The European Union’s Observation Programme, Copernicus, and its Atmosphere Monitoring Service (CAMS) predicted that in July smoke from fires in the Sakha, far east of Russia, would travel an astonishing 9500 km – across the Arctic Ocean to Alaska, North-West Canada and the west coast of Greenland.
According to a recent press release, “CAMS Global Fire Assimilation System (GFAS) estimates that between 2003 and 2017 Russian wildfires emitted on average about five mega tonnes of carbon dioxide into the atmosphere per day. At the end of June this year, the fires suddenly increased in intensity, upping their carbon dioxide output to approximately 20 mega tonnes per day.” This is not new; Siberian summer season is no stranger to wildfires, but being able to predict the movement of the smoke can help to prevent effects of affected areas.
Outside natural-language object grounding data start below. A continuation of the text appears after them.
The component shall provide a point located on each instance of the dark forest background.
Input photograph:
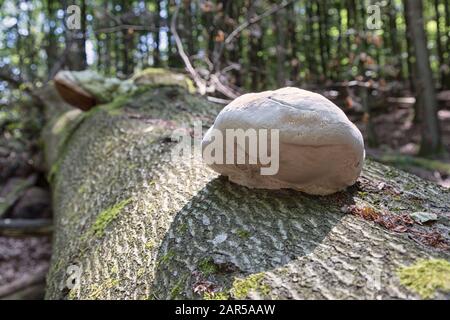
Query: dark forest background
(393, 81)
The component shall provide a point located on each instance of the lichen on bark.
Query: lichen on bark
(300, 246)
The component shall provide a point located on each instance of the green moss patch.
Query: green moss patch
(242, 287)
(425, 277)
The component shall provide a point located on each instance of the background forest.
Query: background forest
(389, 70)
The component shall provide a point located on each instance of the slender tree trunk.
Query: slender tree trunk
(157, 52)
(76, 39)
(309, 53)
(322, 45)
(431, 138)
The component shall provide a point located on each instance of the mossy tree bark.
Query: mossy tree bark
(138, 225)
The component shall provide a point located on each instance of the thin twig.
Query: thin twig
(272, 10)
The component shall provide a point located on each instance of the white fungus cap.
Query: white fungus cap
(320, 150)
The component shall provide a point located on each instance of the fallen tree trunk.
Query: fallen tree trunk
(132, 224)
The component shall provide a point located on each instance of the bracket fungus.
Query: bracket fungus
(318, 150)
(72, 92)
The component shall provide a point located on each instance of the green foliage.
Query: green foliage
(207, 266)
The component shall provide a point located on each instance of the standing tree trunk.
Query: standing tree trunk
(76, 39)
(292, 32)
(131, 222)
(51, 47)
(278, 21)
(426, 97)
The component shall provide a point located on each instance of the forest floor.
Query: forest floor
(25, 194)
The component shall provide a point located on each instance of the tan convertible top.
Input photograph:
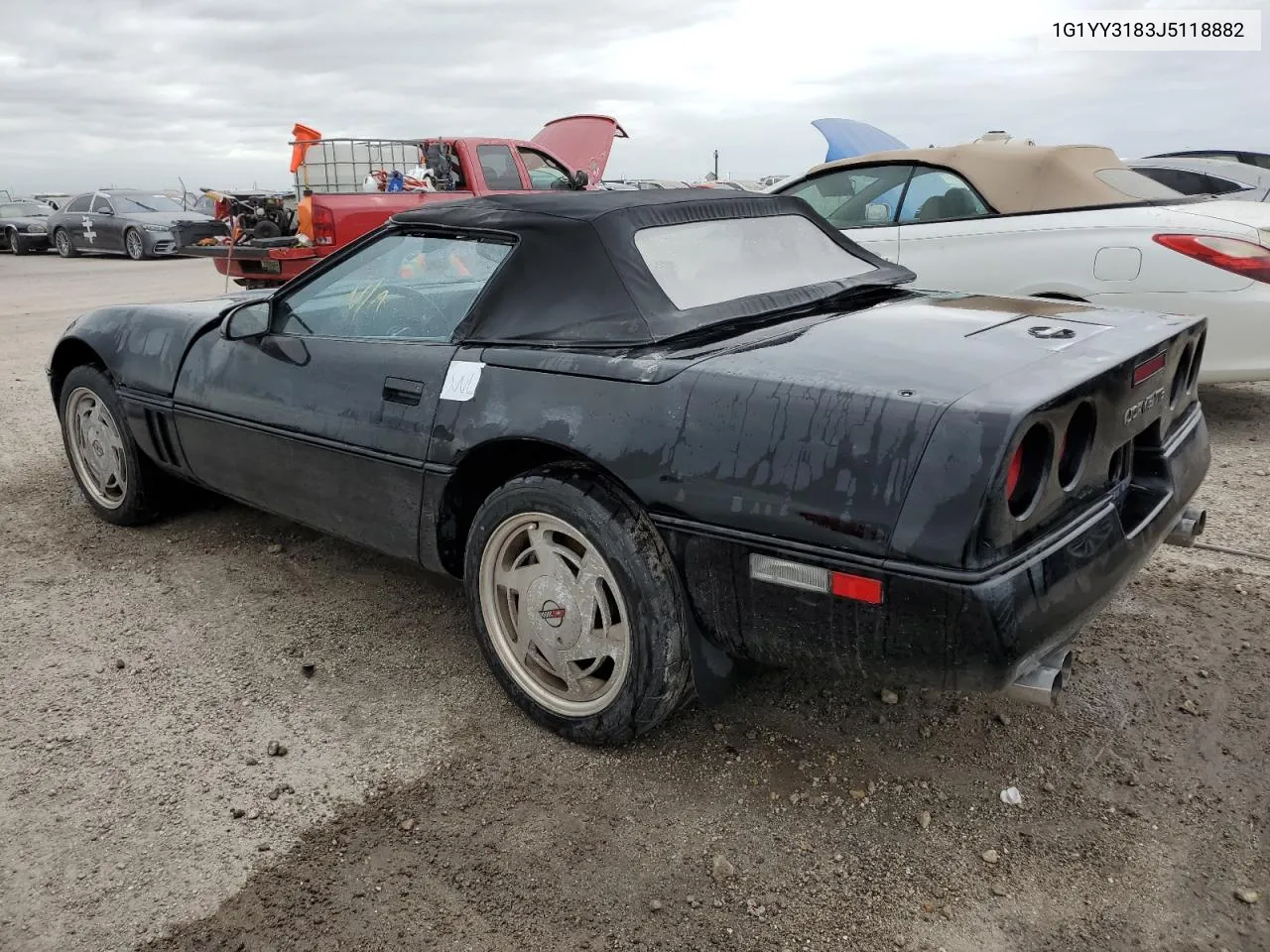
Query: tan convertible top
(1024, 178)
We recently dedicated a post to ways of reducing vulnerability by being proactive in the fire-, land- and forest- management; and informed about the wildfire situation in Sweden, Ireland, UK, Germany, France, Italy, and Poland. As said in the press release: “Wildfires increase emissions of greenhouse gases and pollutants. Their smoke is an example of an aerosol – a specific type of pollutant made up of tiny particles suspended in the atmosphere. Particles of smoke can land on snow and ice, causing the ice to absorb sunlight that it would otherwise reflect, which contributes to global warming.” If one knows where the smoke particles will affect, countermeasures can be put into place to mitigate the negative effects.
CAMS describes the current situation, gives a forecast for the next few days, and analyses retrospective data records for recent years. Using its atmospheric models, CAMS is able to predict the journey that the smoke would make before it is observed by satellites and ground-based detectors.